Nicole Y. S. Lee, independent researcher

Resisting Erasure: Art Education Stories from a Chinese Canadian Perspective

Nicole Y. S. Lee completed her PhD in Curriculum Studies, specializing in Art Education, at The University of British Columbia. She holds a BFA in Visual Arts (studio), BEd, and MEd from York University. Layering concept, making, and embodied practices, her a/r/tographic, curricular, and philosophical research develops curricula for artful, purposeful, and meaningful living. Nicole edits anthologies in the fields of a/r/tography, arts-based educational research, and curriculum studies.

Yi Meng, PhD Candidate, Simon Fraser University | Lecturer, Zhengzhou University

Beyond In-Outsiders: Fostering a Creative Third Space in Art Education

Yi Meng is a Ph.D. candidate in the Arts Education program at Simon Fraser University and a lecturer in the School of Fine Arts at Zhengzhou University, China.

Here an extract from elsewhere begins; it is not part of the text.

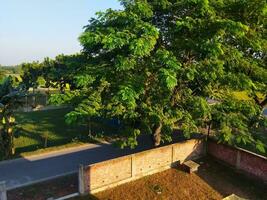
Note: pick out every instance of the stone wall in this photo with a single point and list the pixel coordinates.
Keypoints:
(110, 173)
(246, 161)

She maintains a BA and MA in Visual Communication from Northwest University and an MEd from Queensland University of Technology. Since 2016, she has been teaching art and design courses at LaSalle College Vancouver. Her research interests include art and design, visual culture, multimodality, social semiotics, virtual worlds, Asian art and identity, and multicultural art education. Yi’s articles have been published in Chinese and English journals.

Kevin T. Day, Sessional Lecturer, UBC School of Information

Playing the Race Card: “Asian Art” within Discussions of Contemporary Art

Kevin T. Day is a Taiwanese-Canadian media artist, art educator, and media theorist. His practice and research, encompassing sound, video, graph, web, and interactive installations, examine contemporary art’s pedagogical capacity in response to the current socio-political issues of digital culture. Day received his PhD in Curriculum Studies from the University of British Columbia. He has presented at numerous conferences such as InSEA, ISEA (International Symposium on Electronic Art), and UAAC (Universities Arts Association of Canada). He has published in the top international journals for art and technology such as PACMCGIT and Leonardo. His work had been generously funded by the Canada Council for the Arts and SSHRC. Currently, he teaches digital art in the UBC Bachelor of Media Studies program and the politics of media and information at the UBC School of Information.